Na história recente, há listas que salvam e listas que matam.
Nos anos da mais recente ditadura brasileira, o Departamento de Ordem Política e Social - DEOPS, elaborava, à revelia da lei e da ordem, listas de "comunistas", "intelectuais suspeitos" e "inimigos do regime", a partir das quais cidadãos honestos e ativos defensores do Estado de Direito eram investigados, perseguidos, presos e, não raro, mortos.
Durante o holocausto judeu, como restou registrado em conhecido filme com o mesmo nome, a "lista de schindler" possibilitou a salvação de centenas de homens e mulheres perseguidos pelo regime de plantão e jogados, para a morte, nos campos de concentração. Não é demais lembrar que a atuação horrenda do "III Reich" iniciou-se, também, em listas de judeus que seriam "personas non gratas" pelo governo alemão.
A portaria 540 do Ministério do Trabalho e Emprego vem realizando importante parcela da luta pela erradicação do trabalho escravo, com a divulgação dos nomes de empresários e empresas que explorem essa modalidade criminosa de utilização da mão-de-obra humana, dando a conhecer à sociedade os criminosos que assim procedem. A "lista suja" vem sendo utilizada pelas instituições de crédito, para não conceder empréstimos aos empresários e às empresas escravagistas, com o que combate o trabalho em condições desumanas e salva vidas.
Listas que matam, listas que salvam.
Recentemente, a OAB-SP publicou uma nova modalidade de lista: a lista infeliz e inútil.
A entidade, que firmemente combateu o regime não-democrático dos anos de chumbo, adotou a prática do DEOPS, relacionando as autoridades que, sob sua ótica, contrariaram interesses dos membros da corporação. São os novos "inimigos do regime" da advocacia. A lista, infeliz e inútil, vem acompanhada da ameça de que tais autoridades - que vão de servidores a juízes, passando por policiais, delegados e promotores - não conseguirão advogar em São Paulo, porque a entidade negará registro, quando solicitado.
A iniciativa é infeliz, porque recupera práticas hediondas de divulgação de listas-que-matam, desrespeitando a honra e a intimidade dos "listados", sem qualquer fundamento legal, previsão no direito ou respeito, mínimo que seja, aos ditames do devido processo legal e do direito de defesa, garantias do cidadão pelas quais justamente os advogados deveriam ser os primeiros a lutar ferrenhamente.

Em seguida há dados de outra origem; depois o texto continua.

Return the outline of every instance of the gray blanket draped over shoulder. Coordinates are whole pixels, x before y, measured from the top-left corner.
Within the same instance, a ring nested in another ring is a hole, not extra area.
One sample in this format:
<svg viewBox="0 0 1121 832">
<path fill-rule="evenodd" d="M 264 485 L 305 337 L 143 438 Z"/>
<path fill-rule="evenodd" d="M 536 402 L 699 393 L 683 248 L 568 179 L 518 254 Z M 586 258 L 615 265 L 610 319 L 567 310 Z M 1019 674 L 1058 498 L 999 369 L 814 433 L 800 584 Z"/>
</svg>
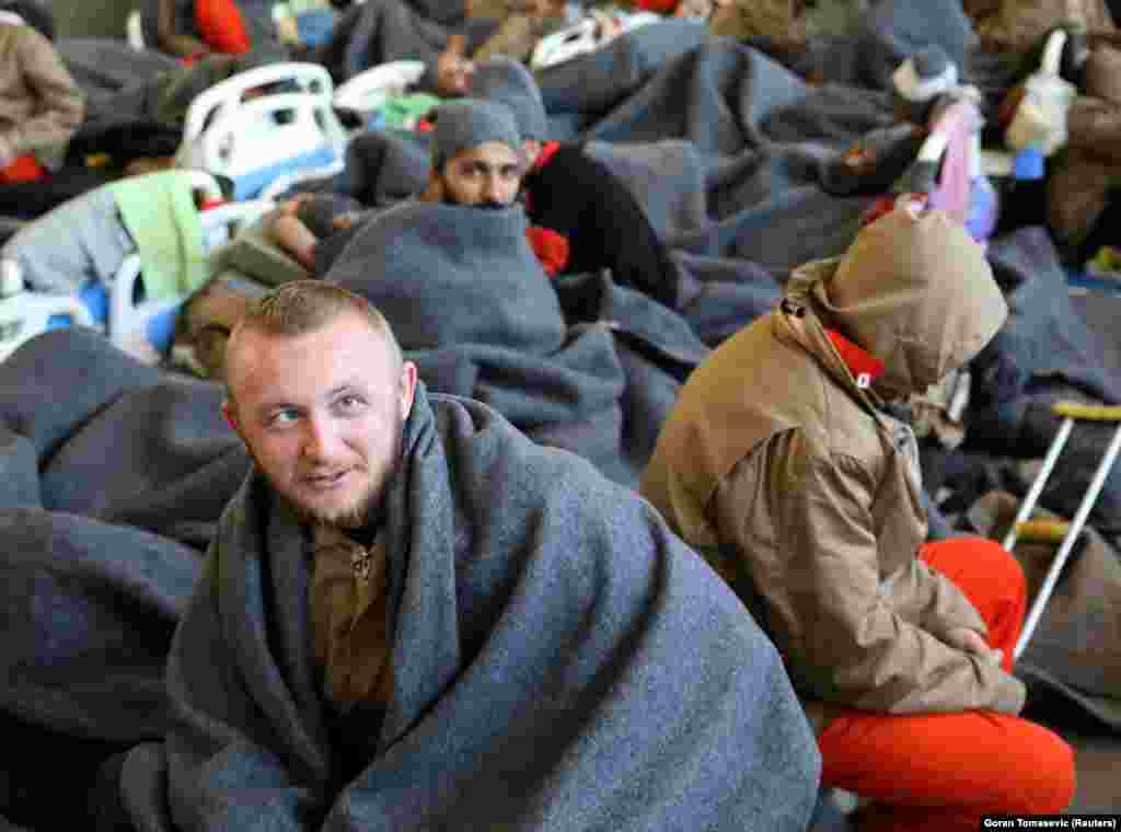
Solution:
<svg viewBox="0 0 1121 832">
<path fill-rule="evenodd" d="M 633 486 L 707 348 L 675 312 L 610 280 L 592 293 L 594 322 L 568 326 L 526 222 L 520 206 L 405 203 L 368 222 L 325 278 L 385 313 L 433 389 L 491 405 Z"/>
<path fill-rule="evenodd" d="M 173 644 L 173 728 L 123 766 L 140 828 L 805 829 L 819 759 L 781 662 L 648 503 L 423 387 L 404 459 L 365 767 L 328 738 L 307 536 L 254 473 Z"/>
</svg>

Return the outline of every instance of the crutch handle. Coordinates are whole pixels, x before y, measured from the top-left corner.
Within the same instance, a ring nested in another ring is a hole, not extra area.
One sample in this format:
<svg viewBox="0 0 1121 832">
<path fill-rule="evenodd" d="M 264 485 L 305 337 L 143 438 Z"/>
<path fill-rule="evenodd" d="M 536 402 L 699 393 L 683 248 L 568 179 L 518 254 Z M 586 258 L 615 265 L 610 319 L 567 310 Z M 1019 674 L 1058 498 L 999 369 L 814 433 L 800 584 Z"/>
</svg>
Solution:
<svg viewBox="0 0 1121 832">
<path fill-rule="evenodd" d="M 1023 543 L 1063 543 L 1071 530 L 1066 520 L 1023 520 L 1016 524 L 1016 539 Z"/>
<path fill-rule="evenodd" d="M 1117 405 L 1086 405 L 1081 401 L 1056 401 L 1051 412 L 1063 418 L 1085 422 L 1121 422 L 1121 407 Z"/>
</svg>

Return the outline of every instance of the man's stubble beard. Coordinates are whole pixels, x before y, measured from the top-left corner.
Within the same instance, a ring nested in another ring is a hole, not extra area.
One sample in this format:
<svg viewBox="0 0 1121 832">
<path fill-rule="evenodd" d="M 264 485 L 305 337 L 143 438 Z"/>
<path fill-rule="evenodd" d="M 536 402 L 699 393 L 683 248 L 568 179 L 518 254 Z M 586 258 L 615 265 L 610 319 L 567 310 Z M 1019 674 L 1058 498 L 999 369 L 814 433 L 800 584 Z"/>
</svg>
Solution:
<svg viewBox="0 0 1121 832">
<path fill-rule="evenodd" d="M 380 523 L 381 515 L 385 514 L 385 501 L 386 493 L 389 491 L 393 479 L 397 477 L 398 471 L 401 469 L 402 463 L 402 452 L 405 446 L 405 420 L 398 418 L 398 424 L 393 431 L 393 451 L 391 459 L 396 460 L 396 464 L 385 472 L 381 482 L 368 483 L 368 490 L 363 493 L 362 498 L 356 505 L 349 509 L 344 509 L 337 512 L 323 512 L 317 509 L 311 508 L 303 505 L 294 496 L 288 496 L 280 488 L 277 487 L 276 481 L 272 479 L 271 474 L 267 472 L 267 469 L 261 464 L 257 456 L 257 453 L 247 447 L 249 455 L 252 457 L 253 463 L 257 465 L 257 470 L 265 474 L 265 478 L 269 481 L 270 487 L 274 491 L 279 493 L 285 498 L 285 500 L 291 506 L 296 516 L 302 523 L 312 526 L 332 526 L 339 529 L 356 529 L 368 526 L 373 521 Z"/>
</svg>

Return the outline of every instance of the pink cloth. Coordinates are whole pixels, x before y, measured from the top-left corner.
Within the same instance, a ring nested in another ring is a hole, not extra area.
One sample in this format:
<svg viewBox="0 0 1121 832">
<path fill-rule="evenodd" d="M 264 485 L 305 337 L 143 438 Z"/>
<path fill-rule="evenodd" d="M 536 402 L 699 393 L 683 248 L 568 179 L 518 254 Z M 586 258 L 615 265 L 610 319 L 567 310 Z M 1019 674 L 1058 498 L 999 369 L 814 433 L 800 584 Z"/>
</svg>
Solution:
<svg viewBox="0 0 1121 832">
<path fill-rule="evenodd" d="M 946 137 L 938 185 L 930 194 L 930 206 L 944 211 L 963 225 L 970 218 L 970 191 L 973 169 L 970 155 L 974 131 L 981 128 L 981 113 L 969 101 L 946 108 L 932 132 Z"/>
</svg>

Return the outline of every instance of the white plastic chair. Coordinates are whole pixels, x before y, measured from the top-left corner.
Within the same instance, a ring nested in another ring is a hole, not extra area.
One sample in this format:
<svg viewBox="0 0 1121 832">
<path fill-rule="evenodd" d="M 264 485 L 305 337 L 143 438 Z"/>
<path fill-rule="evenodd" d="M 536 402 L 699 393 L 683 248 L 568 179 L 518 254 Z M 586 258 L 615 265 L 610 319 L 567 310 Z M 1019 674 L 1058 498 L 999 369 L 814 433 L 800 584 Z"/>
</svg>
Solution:
<svg viewBox="0 0 1121 832">
<path fill-rule="evenodd" d="M 423 61 L 391 61 L 361 72 L 341 84 L 334 94 L 335 107 L 353 110 L 363 120 L 381 108 L 392 95 L 404 94 L 424 75 Z"/>
<path fill-rule="evenodd" d="M 133 9 L 124 18 L 124 39 L 137 52 L 143 52 L 147 48 L 148 45 L 143 39 L 143 18 L 140 16 L 140 9 Z"/>
<path fill-rule="evenodd" d="M 297 91 L 244 100 L 279 83 Z M 187 108 L 176 167 L 229 177 L 235 200 L 261 196 L 284 175 L 337 173 L 346 132 L 332 109 L 333 94 L 331 75 L 317 64 L 274 64 L 226 78 Z"/>
<path fill-rule="evenodd" d="M 191 172 L 193 187 L 209 198 L 221 198 L 214 177 Z M 225 203 L 203 211 L 203 250 L 228 242 L 237 229 L 275 207 L 268 201 Z M 158 360 L 170 345 L 179 307 L 187 295 L 148 298 L 140 256 L 128 255 L 111 281 L 87 284 L 78 295 L 47 295 L 25 287 L 19 264 L 0 259 L 0 360 L 28 339 L 61 326 L 90 326 L 104 332 L 122 350 L 148 361 Z"/>
<path fill-rule="evenodd" d="M 203 211 L 203 250 L 210 253 L 229 242 L 239 228 L 256 221 L 275 206 L 276 203 L 267 200 L 250 200 Z M 163 299 L 147 298 L 140 256 L 129 255 L 118 268 L 109 294 L 106 330 L 110 341 L 138 358 L 152 359 L 165 354 L 175 336 L 179 308 L 187 297 L 183 294 Z"/>
<path fill-rule="evenodd" d="M 617 37 L 663 19 L 660 15 L 650 11 L 627 12 L 615 17 L 619 20 L 620 30 L 614 35 L 600 35 L 597 31 L 599 22 L 592 17 L 586 17 L 560 31 L 546 35 L 534 48 L 534 54 L 529 58 L 530 68 L 545 70 L 557 66 L 581 55 L 595 52 Z"/>
</svg>

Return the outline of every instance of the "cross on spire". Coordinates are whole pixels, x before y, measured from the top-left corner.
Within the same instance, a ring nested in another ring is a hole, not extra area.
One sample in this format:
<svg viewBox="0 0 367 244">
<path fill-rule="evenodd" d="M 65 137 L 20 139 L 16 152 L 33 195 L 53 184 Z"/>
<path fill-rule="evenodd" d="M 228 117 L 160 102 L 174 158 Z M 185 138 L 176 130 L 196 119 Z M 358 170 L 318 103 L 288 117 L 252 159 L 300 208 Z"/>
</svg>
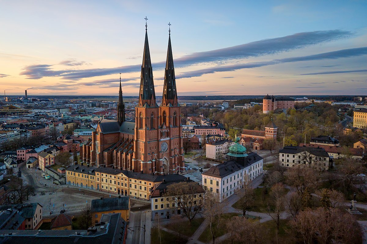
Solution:
<svg viewBox="0 0 367 244">
<path fill-rule="evenodd" d="M 148 25 L 146 24 L 146 21 L 148 20 L 148 18 L 146 18 L 146 16 L 145 16 L 145 18 L 144 18 L 144 19 L 145 20 L 145 30 L 146 30 L 147 27 Z"/>
</svg>

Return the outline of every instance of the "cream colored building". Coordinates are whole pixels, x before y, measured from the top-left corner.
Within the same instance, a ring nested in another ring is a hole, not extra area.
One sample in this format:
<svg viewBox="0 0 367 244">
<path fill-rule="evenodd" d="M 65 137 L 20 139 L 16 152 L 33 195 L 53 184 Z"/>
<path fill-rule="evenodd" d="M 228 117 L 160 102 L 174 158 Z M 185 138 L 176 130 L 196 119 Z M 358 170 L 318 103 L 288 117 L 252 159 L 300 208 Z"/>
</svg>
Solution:
<svg viewBox="0 0 367 244">
<path fill-rule="evenodd" d="M 367 109 L 361 109 L 353 112 L 353 127 L 367 129 Z"/>
</svg>

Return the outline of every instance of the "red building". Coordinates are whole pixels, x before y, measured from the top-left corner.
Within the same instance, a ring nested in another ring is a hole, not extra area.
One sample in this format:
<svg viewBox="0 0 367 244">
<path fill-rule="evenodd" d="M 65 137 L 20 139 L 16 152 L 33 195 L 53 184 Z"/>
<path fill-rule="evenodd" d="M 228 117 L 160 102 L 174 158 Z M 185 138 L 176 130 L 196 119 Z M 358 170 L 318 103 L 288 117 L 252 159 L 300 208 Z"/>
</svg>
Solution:
<svg viewBox="0 0 367 244">
<path fill-rule="evenodd" d="M 120 83 L 117 121 L 103 120 L 92 138 L 81 144 L 80 155 L 87 165 L 158 174 L 175 173 L 179 168 L 183 169 L 181 110 L 170 36 L 160 106 L 156 101 L 146 32 L 143 56 L 135 122 L 125 121 Z"/>
</svg>

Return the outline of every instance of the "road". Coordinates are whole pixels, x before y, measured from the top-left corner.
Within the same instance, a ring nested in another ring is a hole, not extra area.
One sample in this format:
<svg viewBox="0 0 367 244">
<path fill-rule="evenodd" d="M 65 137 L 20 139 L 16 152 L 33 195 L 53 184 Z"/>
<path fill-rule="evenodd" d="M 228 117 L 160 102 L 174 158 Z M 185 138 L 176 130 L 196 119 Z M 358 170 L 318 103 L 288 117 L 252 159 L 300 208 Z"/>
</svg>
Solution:
<svg viewBox="0 0 367 244">
<path fill-rule="evenodd" d="M 130 212 L 126 243 L 150 244 L 151 213 L 150 211 Z"/>
</svg>

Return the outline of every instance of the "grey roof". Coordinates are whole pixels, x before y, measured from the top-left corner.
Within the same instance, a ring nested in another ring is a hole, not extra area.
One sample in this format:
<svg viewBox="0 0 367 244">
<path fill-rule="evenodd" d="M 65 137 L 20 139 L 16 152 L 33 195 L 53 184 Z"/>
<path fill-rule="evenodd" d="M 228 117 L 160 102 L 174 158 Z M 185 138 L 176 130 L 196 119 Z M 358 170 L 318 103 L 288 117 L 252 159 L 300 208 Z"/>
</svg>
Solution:
<svg viewBox="0 0 367 244">
<path fill-rule="evenodd" d="M 329 157 L 329 154 L 325 150 L 325 149 L 321 148 L 310 148 L 306 146 L 286 146 L 283 149 L 279 150 L 279 152 L 283 153 L 291 153 L 296 154 L 304 151 L 309 153 L 318 157 Z"/>
<path fill-rule="evenodd" d="M 33 164 L 34 163 L 34 161 L 37 160 L 38 160 L 38 159 L 35 157 L 30 157 L 28 159 L 28 160 L 27 160 L 27 163 L 26 163 Z"/>
<path fill-rule="evenodd" d="M 39 205 L 42 207 L 41 204 L 38 203 L 27 203 L 24 204 L 16 204 L 11 205 L 0 205 L 0 211 L 4 211 L 9 208 L 19 210 L 19 213 L 24 218 L 33 218 L 36 212 L 37 205 Z"/>
<path fill-rule="evenodd" d="M 125 238 L 126 223 L 121 214 L 103 214 L 105 224 L 95 226 L 95 232 L 86 230 L 0 230 L 1 244 L 117 244 Z M 103 226 L 103 228 L 102 227 Z M 10 233 L 11 235 L 9 235 Z"/>
<path fill-rule="evenodd" d="M 111 210 L 129 209 L 129 197 L 108 197 L 102 199 L 93 199 L 91 204 L 91 211 L 103 212 Z"/>
<path fill-rule="evenodd" d="M 120 131 L 120 125 L 116 120 L 102 120 L 99 123 L 101 131 L 103 133 L 110 133 Z"/>
</svg>

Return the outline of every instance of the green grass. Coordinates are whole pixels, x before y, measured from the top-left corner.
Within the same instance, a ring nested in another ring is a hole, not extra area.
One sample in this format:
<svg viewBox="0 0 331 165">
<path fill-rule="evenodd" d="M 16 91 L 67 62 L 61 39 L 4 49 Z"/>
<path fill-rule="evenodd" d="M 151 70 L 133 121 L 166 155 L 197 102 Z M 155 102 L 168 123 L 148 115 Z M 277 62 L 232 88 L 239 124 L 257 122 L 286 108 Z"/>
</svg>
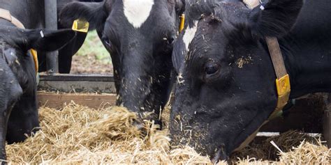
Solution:
<svg viewBox="0 0 331 165">
<path fill-rule="evenodd" d="M 89 32 L 85 42 L 76 55 L 83 56 L 94 55 L 98 61 L 104 63 L 112 63 L 110 55 L 102 44 L 96 31 Z"/>
</svg>

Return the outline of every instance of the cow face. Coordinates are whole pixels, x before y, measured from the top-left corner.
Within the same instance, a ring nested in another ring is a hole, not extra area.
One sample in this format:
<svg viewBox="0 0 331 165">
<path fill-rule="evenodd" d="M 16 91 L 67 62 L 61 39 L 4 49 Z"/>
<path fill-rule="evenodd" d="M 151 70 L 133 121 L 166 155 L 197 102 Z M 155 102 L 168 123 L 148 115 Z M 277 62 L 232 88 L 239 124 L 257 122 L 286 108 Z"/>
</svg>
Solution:
<svg viewBox="0 0 331 165">
<path fill-rule="evenodd" d="M 83 18 L 97 29 L 112 56 L 118 105 L 135 112 L 154 111 L 158 116 L 171 90 L 179 6 L 172 0 L 73 3 L 61 10 L 60 19 L 71 26 Z"/>
<path fill-rule="evenodd" d="M 188 22 L 174 48 L 179 78 L 170 129 L 176 145 L 225 159 L 267 120 L 277 97 L 264 37 L 286 34 L 302 5 L 272 1 L 262 10 L 223 1 L 186 8 L 187 17 L 200 17 Z"/>
<path fill-rule="evenodd" d="M 38 129 L 36 71 L 29 49 L 54 51 L 75 35 L 71 30 L 47 31 L 1 26 L 0 139 L 3 151 L 5 139 L 8 143 L 22 141 L 27 134 Z M 0 157 L 5 158 L 5 152 Z"/>
</svg>

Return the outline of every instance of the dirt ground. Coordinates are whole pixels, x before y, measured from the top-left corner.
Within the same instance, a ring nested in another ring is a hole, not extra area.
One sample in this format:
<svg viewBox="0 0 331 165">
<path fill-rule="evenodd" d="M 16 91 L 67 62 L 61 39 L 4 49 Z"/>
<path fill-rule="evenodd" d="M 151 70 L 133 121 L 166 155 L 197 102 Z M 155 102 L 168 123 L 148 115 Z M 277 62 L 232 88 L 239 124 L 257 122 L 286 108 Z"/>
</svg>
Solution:
<svg viewBox="0 0 331 165">
<path fill-rule="evenodd" d="M 98 60 L 94 54 L 88 56 L 74 56 L 71 73 L 112 74 L 112 65 Z"/>
</svg>

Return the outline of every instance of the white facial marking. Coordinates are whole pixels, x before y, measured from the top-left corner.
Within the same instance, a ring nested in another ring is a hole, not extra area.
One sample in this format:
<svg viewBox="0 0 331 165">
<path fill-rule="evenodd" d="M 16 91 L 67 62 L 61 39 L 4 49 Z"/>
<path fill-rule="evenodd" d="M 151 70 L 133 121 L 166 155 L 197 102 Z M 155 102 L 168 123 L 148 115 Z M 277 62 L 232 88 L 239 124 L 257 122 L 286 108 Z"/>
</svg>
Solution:
<svg viewBox="0 0 331 165">
<path fill-rule="evenodd" d="M 124 15 L 133 27 L 140 28 L 149 17 L 154 0 L 123 0 Z"/>
<path fill-rule="evenodd" d="M 183 36 L 183 41 L 185 44 L 185 48 L 186 51 L 189 52 L 189 45 L 196 36 L 196 30 L 198 26 L 198 21 L 194 22 L 194 25 L 193 27 L 189 28 L 185 31 L 185 33 Z"/>
</svg>

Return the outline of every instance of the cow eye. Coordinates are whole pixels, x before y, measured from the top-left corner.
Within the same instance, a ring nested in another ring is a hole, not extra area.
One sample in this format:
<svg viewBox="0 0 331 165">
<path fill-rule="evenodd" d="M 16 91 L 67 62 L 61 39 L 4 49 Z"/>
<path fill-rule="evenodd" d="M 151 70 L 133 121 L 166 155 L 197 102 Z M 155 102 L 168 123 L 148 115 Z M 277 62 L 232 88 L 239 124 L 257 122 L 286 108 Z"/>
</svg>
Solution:
<svg viewBox="0 0 331 165">
<path fill-rule="evenodd" d="M 205 72 L 206 72 L 207 74 L 210 75 L 213 74 L 219 70 L 219 65 L 218 63 L 214 62 L 214 61 L 210 61 L 207 63 L 206 67 L 205 68 Z"/>
<path fill-rule="evenodd" d="M 111 47 L 112 46 L 112 42 L 110 42 L 110 40 L 108 38 L 103 37 L 102 38 L 102 40 L 105 42 L 105 45 L 108 47 Z"/>
</svg>

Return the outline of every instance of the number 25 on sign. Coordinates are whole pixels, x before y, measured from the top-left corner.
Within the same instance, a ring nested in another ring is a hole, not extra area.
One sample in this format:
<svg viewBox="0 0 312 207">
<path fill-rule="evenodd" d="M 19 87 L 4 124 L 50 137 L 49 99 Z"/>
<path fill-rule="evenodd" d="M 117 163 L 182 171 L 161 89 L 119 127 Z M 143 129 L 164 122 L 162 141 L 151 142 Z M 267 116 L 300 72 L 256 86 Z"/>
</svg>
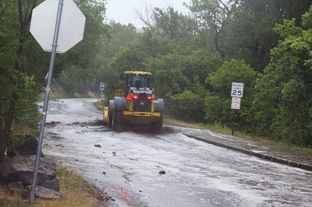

A iniciativa é inútil, porque a garantia constitucional de liberdade no exercício de quaisquer profissões não permitirá a vingança infantil dos dirigentes atuais da OAB-SP contra as autoridades-non-gratas. O Judiciário, atacado diretamente com a publicação da listinha, não faltará àqueles que, pretendendo advogar, venham a requerer inscrição nos quadros da histórica e importante seccional paulista da Ordem dos Advogados do Brasil.
Impossível parece que os advogados, profissionais aguerridos na missão de assegurar as garantias do cidadão, concordem com a atitude ilegal, inútil e infeliz da oab-sp.
O mínimo que se espera, sem prejuízo das possíveis condenações em razão de dano moral impingido contra os "listados", é a pronta retratação da oab-sp, para que não se perca, em atitudes impensadas, o prestígio histórico que aquela entidade amealhou.
(*) Marcos Neves Fava, Juiz do Trabalho em São Paulo, diretor de direitos e prerrogativas da Associação Nacional dos Magistrados da Justiça do Trabalho, ANAMATRA, no biênio 2005-2007, até este momento não incluído na lista negra da oab-sp.